TenantAtlas/specs/194-governance-friction-hardening/research.md
ahmido acc8947384 feat: harden governance action semantics (#229)
## Summary
- add the Spec 194 governance action catalog, friction classes, reason policies, and regression guards
- align exception, review, evidence, finding, tenant, provider connection, and system run actions to the shared semantics model
- add focused feature, RBAC, audit, unit, and browser coverage, including the tenant detail triage header consistency update

## Verification
- ran the focused Spec 194 verification pack from the quickstart and task plan
- ran targeted tenant triage coverage after the detail-header update
- ran `cd apps/platform && ./vendor/bin/sail bin pint --dirty --format agent`

## Filament Notes
- Filament v5 / Livewire v4 compliance preserved
- provider registration remains in `apps/platform/bootstrap/providers.php`
- globally searchable resources were not changed
- destructive actions remain confirmation-gated and server-authorized
- no new Filament assets were introduced; the existing `cd apps/platform && php artisan filament:assets` deploy step stays unchanged

Co-authored-by: Ahmed Darrazi <ahmed.darrazi@live.de>
Reviewed-on: #229
2026-04-12 21:21:44 +00:00

6.7 KiB

Research: Governance Friction Hardening and Operator Vocabulary

Decision: Introduce one narrow governance-action catalog instead of a new governance workflow framework

Rationale

Spec 194 needs one project-wide, testable source for friction class, reason policy, danger expectation, and canonical vocabulary across actions that already exist on multiple surfaces.

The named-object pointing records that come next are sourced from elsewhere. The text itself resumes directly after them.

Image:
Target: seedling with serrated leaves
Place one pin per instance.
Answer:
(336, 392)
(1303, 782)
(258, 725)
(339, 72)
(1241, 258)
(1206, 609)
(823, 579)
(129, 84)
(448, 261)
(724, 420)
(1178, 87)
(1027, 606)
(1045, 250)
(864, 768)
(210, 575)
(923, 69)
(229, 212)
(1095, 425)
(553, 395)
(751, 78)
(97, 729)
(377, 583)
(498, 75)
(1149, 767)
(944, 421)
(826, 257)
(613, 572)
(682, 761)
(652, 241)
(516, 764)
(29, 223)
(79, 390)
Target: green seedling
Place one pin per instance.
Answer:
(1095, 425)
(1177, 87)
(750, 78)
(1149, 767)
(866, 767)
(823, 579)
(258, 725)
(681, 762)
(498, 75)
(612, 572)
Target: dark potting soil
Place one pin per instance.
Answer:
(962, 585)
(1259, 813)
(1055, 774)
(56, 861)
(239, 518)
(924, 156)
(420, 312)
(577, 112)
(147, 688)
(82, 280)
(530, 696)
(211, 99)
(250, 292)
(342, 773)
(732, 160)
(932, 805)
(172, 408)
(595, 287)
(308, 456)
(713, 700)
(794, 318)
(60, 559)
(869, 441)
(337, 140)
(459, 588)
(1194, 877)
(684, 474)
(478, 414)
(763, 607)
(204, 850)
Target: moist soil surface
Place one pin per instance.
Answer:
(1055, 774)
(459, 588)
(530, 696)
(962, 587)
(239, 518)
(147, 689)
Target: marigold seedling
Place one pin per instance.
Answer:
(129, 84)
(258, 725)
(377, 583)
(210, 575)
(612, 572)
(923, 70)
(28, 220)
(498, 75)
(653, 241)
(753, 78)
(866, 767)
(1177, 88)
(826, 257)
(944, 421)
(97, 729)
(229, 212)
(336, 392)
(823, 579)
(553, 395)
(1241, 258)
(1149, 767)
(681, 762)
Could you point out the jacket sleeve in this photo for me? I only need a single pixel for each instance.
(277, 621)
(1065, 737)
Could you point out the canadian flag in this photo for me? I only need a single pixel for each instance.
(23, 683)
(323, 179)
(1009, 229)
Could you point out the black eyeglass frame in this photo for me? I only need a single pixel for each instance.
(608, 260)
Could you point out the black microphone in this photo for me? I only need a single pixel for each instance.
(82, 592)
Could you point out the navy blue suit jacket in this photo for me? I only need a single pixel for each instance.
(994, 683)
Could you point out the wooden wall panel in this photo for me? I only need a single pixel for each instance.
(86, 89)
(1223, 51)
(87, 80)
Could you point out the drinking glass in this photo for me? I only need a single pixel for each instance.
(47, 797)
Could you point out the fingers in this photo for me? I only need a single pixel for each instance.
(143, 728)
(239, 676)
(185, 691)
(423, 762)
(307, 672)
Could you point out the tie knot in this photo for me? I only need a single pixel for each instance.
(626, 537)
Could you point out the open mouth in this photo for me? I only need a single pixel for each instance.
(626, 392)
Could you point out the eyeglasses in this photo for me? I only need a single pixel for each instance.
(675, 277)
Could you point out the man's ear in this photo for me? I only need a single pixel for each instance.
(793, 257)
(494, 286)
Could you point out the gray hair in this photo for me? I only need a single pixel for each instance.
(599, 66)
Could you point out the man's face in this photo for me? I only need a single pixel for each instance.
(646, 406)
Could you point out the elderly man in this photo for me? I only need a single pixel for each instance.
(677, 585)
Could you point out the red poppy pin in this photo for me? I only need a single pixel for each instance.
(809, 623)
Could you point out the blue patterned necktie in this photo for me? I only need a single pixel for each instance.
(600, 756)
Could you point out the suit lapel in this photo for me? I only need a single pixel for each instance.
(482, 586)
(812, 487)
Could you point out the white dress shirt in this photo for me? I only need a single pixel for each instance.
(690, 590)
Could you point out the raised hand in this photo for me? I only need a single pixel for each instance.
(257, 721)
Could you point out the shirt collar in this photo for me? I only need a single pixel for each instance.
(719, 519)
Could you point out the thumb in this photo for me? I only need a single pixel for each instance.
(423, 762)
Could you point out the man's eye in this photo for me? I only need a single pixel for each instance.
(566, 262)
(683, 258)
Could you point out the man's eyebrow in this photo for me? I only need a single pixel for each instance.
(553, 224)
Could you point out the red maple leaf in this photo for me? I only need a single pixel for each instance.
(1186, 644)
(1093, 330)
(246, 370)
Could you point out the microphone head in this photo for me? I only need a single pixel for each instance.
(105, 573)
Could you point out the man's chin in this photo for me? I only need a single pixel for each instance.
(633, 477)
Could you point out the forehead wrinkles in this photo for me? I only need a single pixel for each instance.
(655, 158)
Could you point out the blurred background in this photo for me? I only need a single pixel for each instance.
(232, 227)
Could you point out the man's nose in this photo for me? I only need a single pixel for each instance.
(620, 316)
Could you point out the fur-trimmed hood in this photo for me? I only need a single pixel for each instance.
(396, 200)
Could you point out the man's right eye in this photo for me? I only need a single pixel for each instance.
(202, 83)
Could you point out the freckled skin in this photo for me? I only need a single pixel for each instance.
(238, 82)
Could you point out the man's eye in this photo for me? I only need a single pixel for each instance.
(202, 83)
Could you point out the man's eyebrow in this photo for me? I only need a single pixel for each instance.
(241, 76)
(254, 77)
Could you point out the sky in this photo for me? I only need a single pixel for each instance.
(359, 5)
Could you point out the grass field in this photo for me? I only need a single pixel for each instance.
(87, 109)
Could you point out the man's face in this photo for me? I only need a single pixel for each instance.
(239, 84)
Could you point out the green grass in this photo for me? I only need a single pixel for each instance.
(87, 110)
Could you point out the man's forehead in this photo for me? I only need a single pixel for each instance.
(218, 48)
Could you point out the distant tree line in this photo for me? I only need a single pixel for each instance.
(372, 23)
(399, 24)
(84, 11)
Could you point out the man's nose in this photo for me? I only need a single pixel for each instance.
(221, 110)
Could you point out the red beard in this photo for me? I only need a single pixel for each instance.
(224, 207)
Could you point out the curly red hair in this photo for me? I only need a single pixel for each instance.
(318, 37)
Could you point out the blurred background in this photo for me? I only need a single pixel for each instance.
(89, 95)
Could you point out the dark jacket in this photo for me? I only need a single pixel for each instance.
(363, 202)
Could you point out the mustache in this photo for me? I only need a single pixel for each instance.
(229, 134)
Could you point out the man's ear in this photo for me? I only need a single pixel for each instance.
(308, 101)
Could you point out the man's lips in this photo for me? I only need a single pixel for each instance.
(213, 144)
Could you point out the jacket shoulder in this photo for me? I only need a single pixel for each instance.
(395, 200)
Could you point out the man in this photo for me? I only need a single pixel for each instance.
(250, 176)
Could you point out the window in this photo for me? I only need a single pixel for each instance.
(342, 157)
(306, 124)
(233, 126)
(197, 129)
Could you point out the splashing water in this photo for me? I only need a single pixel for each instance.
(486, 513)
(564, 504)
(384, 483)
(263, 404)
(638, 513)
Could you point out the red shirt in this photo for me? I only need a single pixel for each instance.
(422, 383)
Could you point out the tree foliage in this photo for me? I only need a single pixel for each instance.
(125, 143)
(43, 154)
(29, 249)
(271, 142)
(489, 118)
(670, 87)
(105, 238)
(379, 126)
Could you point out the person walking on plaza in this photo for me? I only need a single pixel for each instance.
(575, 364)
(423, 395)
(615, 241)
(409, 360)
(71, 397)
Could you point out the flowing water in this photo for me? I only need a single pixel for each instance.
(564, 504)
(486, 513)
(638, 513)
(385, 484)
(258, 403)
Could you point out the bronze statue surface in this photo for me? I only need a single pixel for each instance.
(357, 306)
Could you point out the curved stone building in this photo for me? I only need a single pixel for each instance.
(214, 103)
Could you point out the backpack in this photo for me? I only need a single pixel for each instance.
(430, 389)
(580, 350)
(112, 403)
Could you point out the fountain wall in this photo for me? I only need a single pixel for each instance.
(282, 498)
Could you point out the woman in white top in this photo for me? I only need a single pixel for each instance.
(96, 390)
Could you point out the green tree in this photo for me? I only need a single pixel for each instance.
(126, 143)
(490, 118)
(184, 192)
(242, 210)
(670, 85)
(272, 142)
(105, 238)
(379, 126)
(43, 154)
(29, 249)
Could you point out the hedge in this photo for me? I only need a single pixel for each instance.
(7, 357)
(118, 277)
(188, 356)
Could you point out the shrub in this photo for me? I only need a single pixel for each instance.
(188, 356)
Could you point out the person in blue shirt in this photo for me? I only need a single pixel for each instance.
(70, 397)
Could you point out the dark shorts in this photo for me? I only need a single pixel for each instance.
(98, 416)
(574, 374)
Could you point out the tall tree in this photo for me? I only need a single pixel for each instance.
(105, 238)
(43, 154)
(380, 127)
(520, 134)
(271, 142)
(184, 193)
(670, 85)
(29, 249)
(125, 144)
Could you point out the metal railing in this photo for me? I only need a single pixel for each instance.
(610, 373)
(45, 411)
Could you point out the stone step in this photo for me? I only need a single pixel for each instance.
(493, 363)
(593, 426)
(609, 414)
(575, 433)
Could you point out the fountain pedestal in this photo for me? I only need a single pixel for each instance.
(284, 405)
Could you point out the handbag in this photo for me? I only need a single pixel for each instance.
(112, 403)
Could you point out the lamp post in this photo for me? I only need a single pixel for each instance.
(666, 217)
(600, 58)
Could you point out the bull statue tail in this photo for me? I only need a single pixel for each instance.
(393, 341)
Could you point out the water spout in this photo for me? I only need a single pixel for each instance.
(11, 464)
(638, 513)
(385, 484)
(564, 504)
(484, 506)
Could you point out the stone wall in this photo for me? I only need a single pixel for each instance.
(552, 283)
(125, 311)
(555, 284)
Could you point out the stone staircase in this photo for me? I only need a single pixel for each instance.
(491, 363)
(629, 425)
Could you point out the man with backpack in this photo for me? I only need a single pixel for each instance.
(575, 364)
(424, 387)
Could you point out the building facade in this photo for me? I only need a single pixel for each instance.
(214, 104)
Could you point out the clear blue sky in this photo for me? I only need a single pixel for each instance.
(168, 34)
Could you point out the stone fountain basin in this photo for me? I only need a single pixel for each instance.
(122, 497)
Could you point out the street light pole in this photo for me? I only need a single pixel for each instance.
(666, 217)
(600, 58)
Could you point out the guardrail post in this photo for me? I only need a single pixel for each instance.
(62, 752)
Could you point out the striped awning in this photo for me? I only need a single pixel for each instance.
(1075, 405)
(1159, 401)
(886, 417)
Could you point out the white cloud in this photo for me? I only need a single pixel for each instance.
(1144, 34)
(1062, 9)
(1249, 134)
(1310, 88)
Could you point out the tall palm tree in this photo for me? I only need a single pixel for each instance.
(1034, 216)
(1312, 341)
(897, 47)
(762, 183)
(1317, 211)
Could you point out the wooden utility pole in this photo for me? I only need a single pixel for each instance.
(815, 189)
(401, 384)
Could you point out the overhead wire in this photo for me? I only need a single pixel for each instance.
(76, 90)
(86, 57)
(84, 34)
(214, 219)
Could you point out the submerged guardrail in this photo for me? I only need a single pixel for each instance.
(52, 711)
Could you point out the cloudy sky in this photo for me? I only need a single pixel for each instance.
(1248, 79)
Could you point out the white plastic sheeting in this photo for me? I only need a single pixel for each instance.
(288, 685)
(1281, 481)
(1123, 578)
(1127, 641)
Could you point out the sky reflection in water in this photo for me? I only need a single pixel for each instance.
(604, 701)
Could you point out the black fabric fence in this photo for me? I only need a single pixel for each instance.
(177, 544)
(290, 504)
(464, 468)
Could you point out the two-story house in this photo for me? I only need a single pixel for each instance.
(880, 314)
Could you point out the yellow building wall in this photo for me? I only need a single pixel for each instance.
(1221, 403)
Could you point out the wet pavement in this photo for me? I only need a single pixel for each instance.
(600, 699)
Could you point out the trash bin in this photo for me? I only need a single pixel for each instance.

The repo already has several concrete governance families: exception decisions, review lifecycle, evidence lifecycle, run triage, finding lifecycle, and tenant lifecycle. That is enough real variance to justify one small derived catalog, but not a new runtime workflow engine.

Alternatives considered

  • Keep all semantics page-local and document them only in the spec: rejected because local copy and modal logic would drift again and CI could not enforce the rules.
  • Build a full governance action framework with custom builders, registries, and resolvers: rejected because the repo only needs shared semantics, not a second execution engine.

Decision: Keep existing mutation services and audit loggers as owners of state change

Rationale

The current services already own the actual lifecycle mutation and most audit logging:

  • FindingExceptionService for approve, reject, renew, revoke
  • TenantReviewLifecycleService for publish and archive
  • EvidenceSnapshotService for refresh and expire
  • OperationRunTriageService for retry, cancel, and mark investigated
  • FindingWorkflowService for close and reopen
  • TenantResource lifecycle helpers plus WorkspaceAuditLogger for archive and restore

The narrowest correct implementation is to align UI semantics and extend service inputs or audit metadata only where Spec 194 requires stronger reason propagation.

Alternatives considered

  • Move lifecycle mutations into a new shared governance service layer: rejected because it would duplicate working domain services and add coordination overhead without solving a new business problem.
  • Keep reason capture only in UI and not in service-level inputs: rejected because Spec 194 requires reasons to remain audit-visible and not be purely presentational.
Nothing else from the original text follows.